B. DESCRIPTION OF THE DATA

All Data:

To collect the data, Seal published an app on Googles’s Android PlayStore that samples accelerometer data in the background and posts it to a central database for analysis.

  • Data was collected from 387 users over a period of several months during normal device usage
  • data where the device is motionless was discarded
  • The columns are X, Y, Z raw accelerometer data (g= 9.81 m/s^2) plus a unix datetime
  • 60 million unique samples of accelerometer data total (train and test)
  • Sampling rate varies for each device but averages ~ 1 sample / 207 ms (~5 Hz)
  • The first 50% of the data sorted in time (for each device) became the training set
  • The last 50% of the data sorted in time (for each device) became the test set

Training Data:

  • 30 million samples in the training set
  • labeled with the unique device from which the data was collected

Test Data:

  • 30 Million samples in the test set
  • Demarcated into 90k sequences of consecutive samples from one device.
  • 300 samples per sequence ID

C. SCORING

A file of test questions is provided in which you are asked to determine whether the accelerometer data in each test sequence came from the proposed device. We are told that 50% of the answers are intentionally incorrect. The submission file would contain probabilities the proposed device corresponds to the data.
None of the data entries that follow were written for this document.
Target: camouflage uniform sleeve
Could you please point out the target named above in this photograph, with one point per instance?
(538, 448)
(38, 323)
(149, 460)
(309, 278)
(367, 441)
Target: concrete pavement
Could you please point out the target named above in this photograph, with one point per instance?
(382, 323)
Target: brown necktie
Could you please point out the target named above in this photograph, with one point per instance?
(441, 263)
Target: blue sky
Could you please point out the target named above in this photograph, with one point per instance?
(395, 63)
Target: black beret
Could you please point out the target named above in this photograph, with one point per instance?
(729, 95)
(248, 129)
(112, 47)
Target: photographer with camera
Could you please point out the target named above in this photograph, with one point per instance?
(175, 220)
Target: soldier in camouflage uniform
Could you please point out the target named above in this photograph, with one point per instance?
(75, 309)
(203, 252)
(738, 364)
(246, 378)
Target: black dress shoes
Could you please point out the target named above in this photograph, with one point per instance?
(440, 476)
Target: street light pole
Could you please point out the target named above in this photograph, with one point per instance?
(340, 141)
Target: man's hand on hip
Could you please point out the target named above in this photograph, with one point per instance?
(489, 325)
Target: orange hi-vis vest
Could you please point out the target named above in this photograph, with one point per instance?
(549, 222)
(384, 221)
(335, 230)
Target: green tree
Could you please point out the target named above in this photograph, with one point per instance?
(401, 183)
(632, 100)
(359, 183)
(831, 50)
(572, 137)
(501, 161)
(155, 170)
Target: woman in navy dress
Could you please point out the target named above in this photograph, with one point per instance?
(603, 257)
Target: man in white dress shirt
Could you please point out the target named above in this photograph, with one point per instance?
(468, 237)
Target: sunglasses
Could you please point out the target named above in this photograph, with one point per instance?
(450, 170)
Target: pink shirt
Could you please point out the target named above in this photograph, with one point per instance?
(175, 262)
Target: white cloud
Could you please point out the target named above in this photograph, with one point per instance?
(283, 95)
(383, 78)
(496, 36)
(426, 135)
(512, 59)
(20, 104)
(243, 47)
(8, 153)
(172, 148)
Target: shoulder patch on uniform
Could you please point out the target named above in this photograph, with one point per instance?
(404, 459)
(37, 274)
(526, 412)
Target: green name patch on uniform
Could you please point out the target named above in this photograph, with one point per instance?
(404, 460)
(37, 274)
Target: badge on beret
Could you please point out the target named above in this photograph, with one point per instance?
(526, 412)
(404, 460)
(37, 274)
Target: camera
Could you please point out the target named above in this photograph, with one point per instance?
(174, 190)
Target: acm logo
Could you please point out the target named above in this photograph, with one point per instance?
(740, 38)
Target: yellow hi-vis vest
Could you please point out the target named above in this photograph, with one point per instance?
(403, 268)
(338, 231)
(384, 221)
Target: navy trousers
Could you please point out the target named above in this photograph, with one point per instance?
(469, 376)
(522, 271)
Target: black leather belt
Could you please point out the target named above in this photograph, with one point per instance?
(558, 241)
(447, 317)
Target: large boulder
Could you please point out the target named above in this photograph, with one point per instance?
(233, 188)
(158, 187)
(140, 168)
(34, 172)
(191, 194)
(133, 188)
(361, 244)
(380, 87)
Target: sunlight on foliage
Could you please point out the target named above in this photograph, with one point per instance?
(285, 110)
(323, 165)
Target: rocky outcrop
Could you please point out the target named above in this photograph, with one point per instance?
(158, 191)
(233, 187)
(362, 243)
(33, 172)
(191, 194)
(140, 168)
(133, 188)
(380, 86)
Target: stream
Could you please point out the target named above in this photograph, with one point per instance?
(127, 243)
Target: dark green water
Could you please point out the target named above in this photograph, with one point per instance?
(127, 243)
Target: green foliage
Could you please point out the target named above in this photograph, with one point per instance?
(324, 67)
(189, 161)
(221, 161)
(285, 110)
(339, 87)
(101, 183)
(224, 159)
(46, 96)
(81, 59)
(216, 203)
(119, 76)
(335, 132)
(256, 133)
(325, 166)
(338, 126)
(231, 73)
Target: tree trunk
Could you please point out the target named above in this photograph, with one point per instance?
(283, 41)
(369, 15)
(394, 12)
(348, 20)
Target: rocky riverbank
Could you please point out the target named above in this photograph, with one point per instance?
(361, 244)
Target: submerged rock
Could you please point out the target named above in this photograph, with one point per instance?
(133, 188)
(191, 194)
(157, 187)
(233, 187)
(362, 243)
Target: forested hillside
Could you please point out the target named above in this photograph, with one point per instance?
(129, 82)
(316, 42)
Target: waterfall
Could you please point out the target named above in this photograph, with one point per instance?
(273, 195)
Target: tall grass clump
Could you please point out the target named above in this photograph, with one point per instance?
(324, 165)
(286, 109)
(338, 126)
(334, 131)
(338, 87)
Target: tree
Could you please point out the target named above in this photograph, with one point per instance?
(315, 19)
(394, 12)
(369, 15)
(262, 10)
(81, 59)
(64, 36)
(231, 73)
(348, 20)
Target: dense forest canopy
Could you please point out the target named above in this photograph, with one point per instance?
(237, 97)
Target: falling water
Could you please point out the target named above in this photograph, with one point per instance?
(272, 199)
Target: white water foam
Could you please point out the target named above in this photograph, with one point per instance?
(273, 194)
The analysis and scoring of this model uses the ROC AUC scoring. This is useful as the idea is to be able to differentiate between the user of the cell phone and all other people who may try to access the phone. In multiclass classification this is refered to as One-vs-Rest or 'OVR'. This is particularly well described by the AUC of the ROC function, which gives the probability of identifying the actual user from all of the other users.